As 2017 Heads into Its Final Quarter, Traditional Publishers See Strong Backlist Sales—Again

Last year, in August, we tried to ascertain whether a “dry spell” for new novels on the bestseller list was a sign of anything ominous ahead for traditional publishers. As it turned out, 2016 marked a fourth straight year of volume growth for traditional publishers, with the industry up by 3.3 percent. The growth came from coloring books and nonfiction print backlist in self-help, plus the juvenile category, which was boosted by JK Rowling’s The Cursed Child.

Early reports make 2017 look very similar to 2016—and publishers are celebrating. A Publishers Weekly article reports, “Despite the lack of a hot new title in the first nine months of 2017, print unit sales for the period were 2 percent higher than in the comparable timeframe in 2016.” And that growth is once again driven by backlist. The bestselling title this year is a poetry book released by Simon & Schuster in 2015, Milk and Honey by Instagram poet Rupi Kaur. S&S CEO Carolyn Reidy said that Kaur’s young fans are buying the physical object because they “want to own something that is connected to the person they like online and … because they can share it.”

Once again, nonfiction is outperforming fiction in 2016. That’s in part because Kaur’s poetry book is classified as nonfiction for the purposes of these reports. Adult fiction sales would be doing even worse this year if it weren’t for two backlist bestsellers, The Handmaid’s Tale by Margaret Atwood and 1984 by George Orwell.

Of the most successful new titles this year, Hillary Clinton’s What Happened has enjoyed the biggest opening week. Publisher Simon & Schuster says the book, which sold 168,000 print copies in its first week, had “the biggest first week sales recorded by any author for a hardcover nonfiction title published since 2012.” By comparison, Dan Brown’s newest novel, Origin, saw 145,000 hardcover sales during its first week. (Compare that to 369,000 first-week hardcover sales of Inferno in 2013.)

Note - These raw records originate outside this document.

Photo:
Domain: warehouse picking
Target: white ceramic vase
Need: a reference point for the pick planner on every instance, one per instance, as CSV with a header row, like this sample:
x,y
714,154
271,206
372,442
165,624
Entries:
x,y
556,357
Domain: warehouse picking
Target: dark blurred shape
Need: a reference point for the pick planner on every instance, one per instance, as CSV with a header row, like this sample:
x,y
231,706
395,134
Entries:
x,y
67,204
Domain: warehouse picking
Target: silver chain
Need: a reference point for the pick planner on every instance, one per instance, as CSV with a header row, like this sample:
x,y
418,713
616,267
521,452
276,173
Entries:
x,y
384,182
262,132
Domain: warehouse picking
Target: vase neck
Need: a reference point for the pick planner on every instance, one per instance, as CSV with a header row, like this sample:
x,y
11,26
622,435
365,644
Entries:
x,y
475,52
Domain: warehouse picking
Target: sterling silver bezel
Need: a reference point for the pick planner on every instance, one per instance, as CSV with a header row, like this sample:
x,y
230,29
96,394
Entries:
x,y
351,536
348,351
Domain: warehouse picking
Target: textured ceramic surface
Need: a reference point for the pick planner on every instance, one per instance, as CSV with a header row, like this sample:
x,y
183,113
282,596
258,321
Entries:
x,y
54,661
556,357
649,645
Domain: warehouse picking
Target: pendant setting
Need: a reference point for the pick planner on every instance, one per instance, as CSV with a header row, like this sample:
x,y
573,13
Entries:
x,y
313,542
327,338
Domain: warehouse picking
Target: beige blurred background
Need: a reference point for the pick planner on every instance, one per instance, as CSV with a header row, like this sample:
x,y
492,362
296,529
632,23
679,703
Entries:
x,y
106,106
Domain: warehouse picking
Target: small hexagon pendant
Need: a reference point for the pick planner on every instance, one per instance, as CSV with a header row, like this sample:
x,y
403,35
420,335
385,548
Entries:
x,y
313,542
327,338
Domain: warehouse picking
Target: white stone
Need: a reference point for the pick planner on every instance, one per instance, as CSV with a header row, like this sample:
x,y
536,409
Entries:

Bottom line: The absence of a traditional publishing blockbuster can be keenly felt and observed in financial results; for example, when Scholastic didn’t have a Harry Potter book in the first quarter of fiscal 2017, as it did in 2016, total revenue at the company declined 33 percent during that quarter. And of course the effect of such titles isn’t limited to publishers’ bottom lines; bookstore sales declined nearly 11 percent in August (compared to the prior year) because of the absence of a Potter book. That said, the story coming out of Frankfurt Book Fair is that traditional publishers are feeling buoyed by the recent years of growing print sales and the leveling-off of ebook sales—never mind that print market share and growth is dominated and driven by Amazon.